Tonangebend war bei der Rallye Monte Carlo sicherlich das große Duell zwischen Ogier und Rekord-Weltmeister Sebastien Loeb, der ein einmaliges Comeback für Citroen gab. Loeb übernahm am Donnerstagabend die Führung und lieferte sich am Freitag einen engen Zweikampf mit Ogier. In SP8 beschädigte sich der neunfache Champion allerdings das linke Hinterrad und das Duell war vorbei. Ab dem Samstag war der Weg für Volkswagen frei.

Volkswagen-Junior Andreas Mikkelsen wird nach einer problemlosen Rallye mit dem dritten Platz belohnt. "Eine sehr gute Rallye für uns. Ich hoffe, Jari-Matti und Ogier kommen auch gut durch, damit wir einen Dreifachsieg feiern können."

Vierter und somit bester nicht-VW-Pilot wird Mads Östberg. Trotz der Motorprobleme am gestrigen Nachmittag schafft der Norweger sein Citroen DS3 WRC in das Ziel zu retten: „Es war eine sehr gute Rallye für mich, ich habe keine Fehler gemacht. Ich werde in Schweden im neuen Wagen sitzen, hoffentlich passiert das nicht noch einmal.“

Thierry Neuville setzt sich auf der letzten Sonderprüfung „Col Saint Jean - Saint Laurent 2“ im Hyundai-internen Duell mit Dani Sordo durch und beendet die Rallye auf dem fünften Platz. „Thierry war schneller. Am Schluss war es wahnsinnig eng zwischen uns“, resigniert der Spanier Sordo im Ziel. 0,8 Sekunden fehlten Sordo auf Neuville. Hinter dem Hyundai-Gespann reiht sich Elfyn Evans als bester Ford-Pilot auf dem siebenten Rang ein.

Sebastien Loeb beendet seinen Gaststart nach seine Ausfall am zweiten Tag auf dem achten Rang. Der neunmalige Weltmeister und siebenfache Sieger der Rallye Monte Carlo konnte über den Col de Turinin eine letzte Bestzeit hinlegen und wurde Zweiter der Powerstage. Insgesamt stellte die lebende Legende fünf Bestzeiten auf. „Es war eine tolle Rallye. Mein Fehler war natürlich enttäuschend, aber ich hatte eine große Freude und habe die Rallye genossen", sagt Loeb. „Es herrschte eine tolle Atmosphäre und es war großartig, hier dabei zu sein." Nun widmet sich Loeb seiner zweiten Saison in der Tourenwagen-WM. Pläne für weitere WRC-Starts gibt es derzeit nicht.
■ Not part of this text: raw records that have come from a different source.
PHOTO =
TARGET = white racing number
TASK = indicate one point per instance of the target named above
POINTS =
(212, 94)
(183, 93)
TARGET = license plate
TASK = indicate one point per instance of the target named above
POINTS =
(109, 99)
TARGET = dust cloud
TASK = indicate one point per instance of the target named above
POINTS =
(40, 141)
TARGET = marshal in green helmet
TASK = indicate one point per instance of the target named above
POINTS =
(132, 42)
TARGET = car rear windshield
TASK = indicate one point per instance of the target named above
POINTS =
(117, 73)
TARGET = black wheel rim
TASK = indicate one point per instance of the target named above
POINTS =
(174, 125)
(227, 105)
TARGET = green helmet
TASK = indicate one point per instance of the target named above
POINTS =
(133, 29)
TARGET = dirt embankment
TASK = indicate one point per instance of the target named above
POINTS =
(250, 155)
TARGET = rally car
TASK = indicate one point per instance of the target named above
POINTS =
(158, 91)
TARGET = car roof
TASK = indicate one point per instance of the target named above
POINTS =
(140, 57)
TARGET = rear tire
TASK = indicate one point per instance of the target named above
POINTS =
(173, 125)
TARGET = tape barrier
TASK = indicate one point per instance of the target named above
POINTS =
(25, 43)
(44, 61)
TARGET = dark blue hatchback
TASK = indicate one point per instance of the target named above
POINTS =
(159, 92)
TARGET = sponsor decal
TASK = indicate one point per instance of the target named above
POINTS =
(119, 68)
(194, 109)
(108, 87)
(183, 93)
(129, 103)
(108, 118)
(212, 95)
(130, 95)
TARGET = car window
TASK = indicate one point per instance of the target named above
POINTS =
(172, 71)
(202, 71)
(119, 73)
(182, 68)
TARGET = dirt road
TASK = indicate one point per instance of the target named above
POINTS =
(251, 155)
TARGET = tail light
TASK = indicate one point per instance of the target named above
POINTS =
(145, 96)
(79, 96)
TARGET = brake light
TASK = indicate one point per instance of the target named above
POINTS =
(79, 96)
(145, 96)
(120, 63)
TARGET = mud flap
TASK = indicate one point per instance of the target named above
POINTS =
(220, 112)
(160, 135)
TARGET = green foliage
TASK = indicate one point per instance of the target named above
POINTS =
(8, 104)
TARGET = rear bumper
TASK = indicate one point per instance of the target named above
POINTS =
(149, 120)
Foto: Billiot Jérémie @ Twitter

Bester Privatier wird der Tscheche Martin Prokop auf einem Fiesta WRC. Er konnte eine schwierige Rallye auf dem neunten Gesamtrang beenden, doch Freude kam bei ihm nicht auf: „Die letzten zwei Tage waren wirklich hart. Auf der Powerstage haben wir hart gepusht, aber die Zeit war schlecht. Die letzten beiden Tage waren ein echtes Desaster, wir müssen nun analysieren warum.“

Die Top-Ten komplettiert Kris Meeke im Citroen DS3. Auch er erlebte eine durchwachsene Rallye, konnte sich aber auf der Powerstage gegen Sebastien Loeb durchsetzen und kann so drei Zusatzpunkte auf sein Konto verbuchen.

Auf Rang elf folgt, mit etwas mehr als einer Minute Rückstand auf Meeke das norwegisch-österreichische Duo Henning Solberg und Ilka Minor. Auch Solberg und Minor hatten mit den schwierigen Bedingungen zu kämpfen und hatten einige Dreher zu verzeichnen.
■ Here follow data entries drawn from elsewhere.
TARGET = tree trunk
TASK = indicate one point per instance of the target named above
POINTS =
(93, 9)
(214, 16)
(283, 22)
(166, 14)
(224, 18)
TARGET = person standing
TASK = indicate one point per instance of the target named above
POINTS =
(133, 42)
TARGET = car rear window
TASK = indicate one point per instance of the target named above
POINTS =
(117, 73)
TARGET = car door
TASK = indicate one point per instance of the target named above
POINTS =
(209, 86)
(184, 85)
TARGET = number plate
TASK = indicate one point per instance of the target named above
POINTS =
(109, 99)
Die Höhen und Tiefen setzten sich bei Robert Kubica auch Anfang 2015 fort. Auf der einen Seite untermauerte der ehemalige Formel-1-Pilot mit vier Bestzeiten seinen Speed, doch es gab einmal mehr Zwischenfälle. Schon am Samstag flog der Ford-Pilot von der Strecke. Am Sonntag war die Rallye durch einen weiteren Unfall endgültig beendet. Nach der Zieldurchfahrt von SP14 krachte Kubica in eine Mauer, weil die Bremsen nachgelassen hatten.
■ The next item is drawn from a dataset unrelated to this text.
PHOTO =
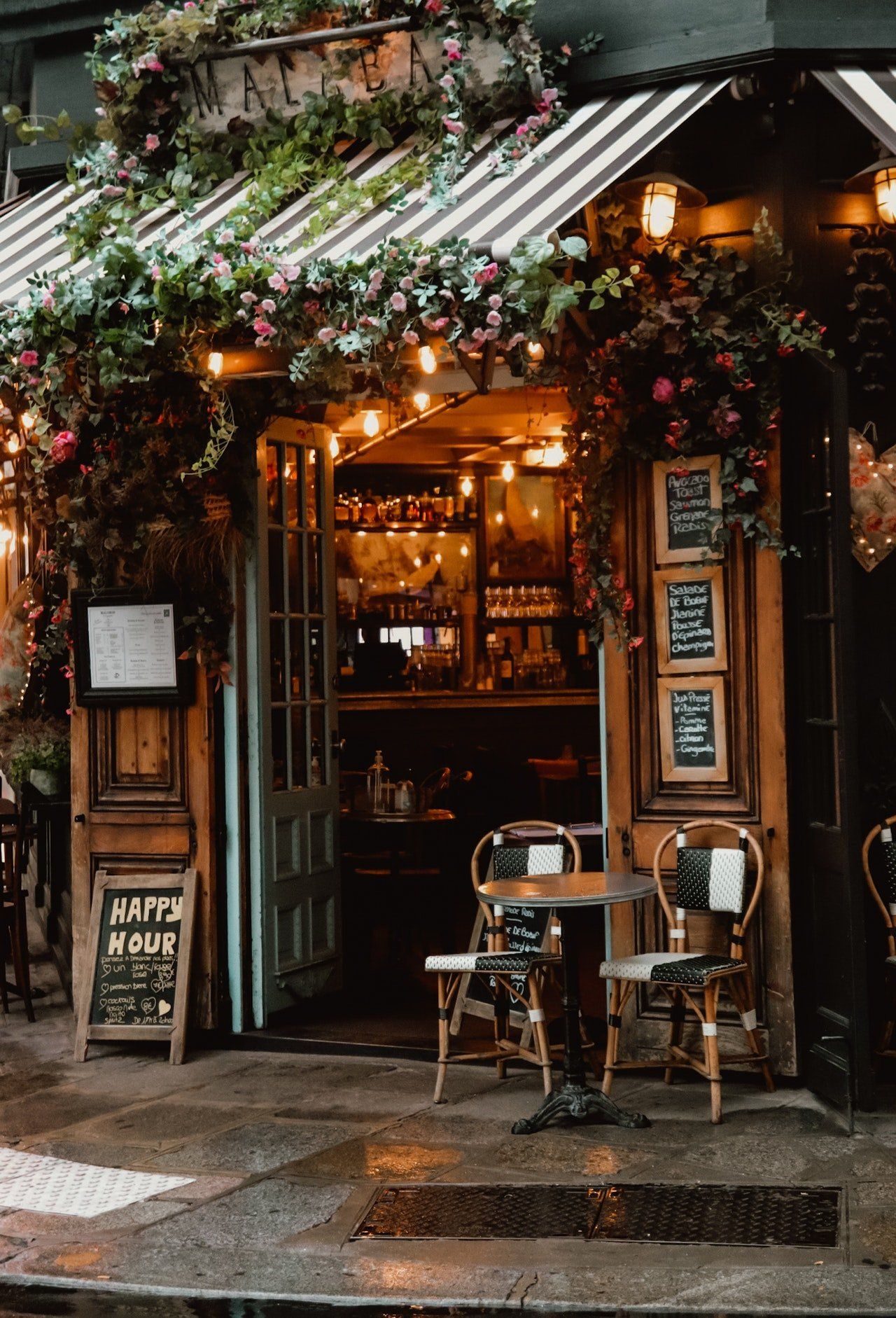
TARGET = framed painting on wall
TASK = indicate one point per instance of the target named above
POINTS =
(525, 529)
Die WRC3 gewinnt der Frazose Gilbert Quentin vor dem Deutschen Christian Riedemann, der einen Wurmbrand-Citroen DS3 einsetzte. Armin Kremer und Klaus Wicha belegen im BRR-Skoda den 14. Gesamtrang und somit den dritten Platz der WRC2 hinter Stephane Lefebvre (Citroen R5) und Craig Breen (Peugeot).
Johannes Keferböck und Hannes Gründlinger (Peugeot 207 S2000) beenden ihre erste „Monte“ auf dem 37. Gesamtrang.